Access to the Skies Update March 2008

To those interested in air travel access for disabled people:

           Thanks very much for looking at the e-mails I sent recently about my experience with American Airlines last year.  Last week I finally received a call from Mike Spollen of the US Department of Transportation.  The upshot is that, at least as of now, DOT isn't going to initiate an enforcement action based on my case or even expand the scope of its warning.  Disappointing but not surprising.  Separately, I will forward a series of e-mails with Mr. Spollen in which I argue that DOT has completely missed some important issues, especially the question of what obligations an airline has to return a passengerís wheelchair promptly upon discovering that the wheelchair missed the flight the passenger was on.

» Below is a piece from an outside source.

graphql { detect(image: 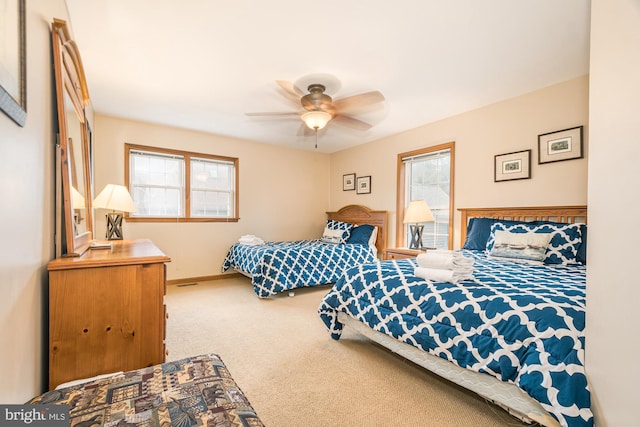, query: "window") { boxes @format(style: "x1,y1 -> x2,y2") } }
396,142 -> 454,249
125,144 -> 238,222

           Mr. Spollen told me about notices of proposed rulemaking for amendments to the Air Carrier Access Act regulations dealing with access for deaf/hard of hearing people; oxygen; service animals; and foreign air carriers.  These are attached.  (Foreign carriers are currently subject to the statute but not the regulations.  That seems odd.)  Many of you may already be aware of all this because some of the proposed regulations were proposed several years ago.  The foreign carrier regulations would be part of a restatement of the entire section 382 and would include some substantive changes that would apply to all carriers, domestic and foreign.  I've only had a chance to glance at them.  They include an explicit requirement that a certain percentage of aisle armrests in all classes, not just economy, would have to be flip up armrests.  Also, the proposed regulations would remove the exception for seats where installing a flip up armrests would be infeasible.  That would be some progress.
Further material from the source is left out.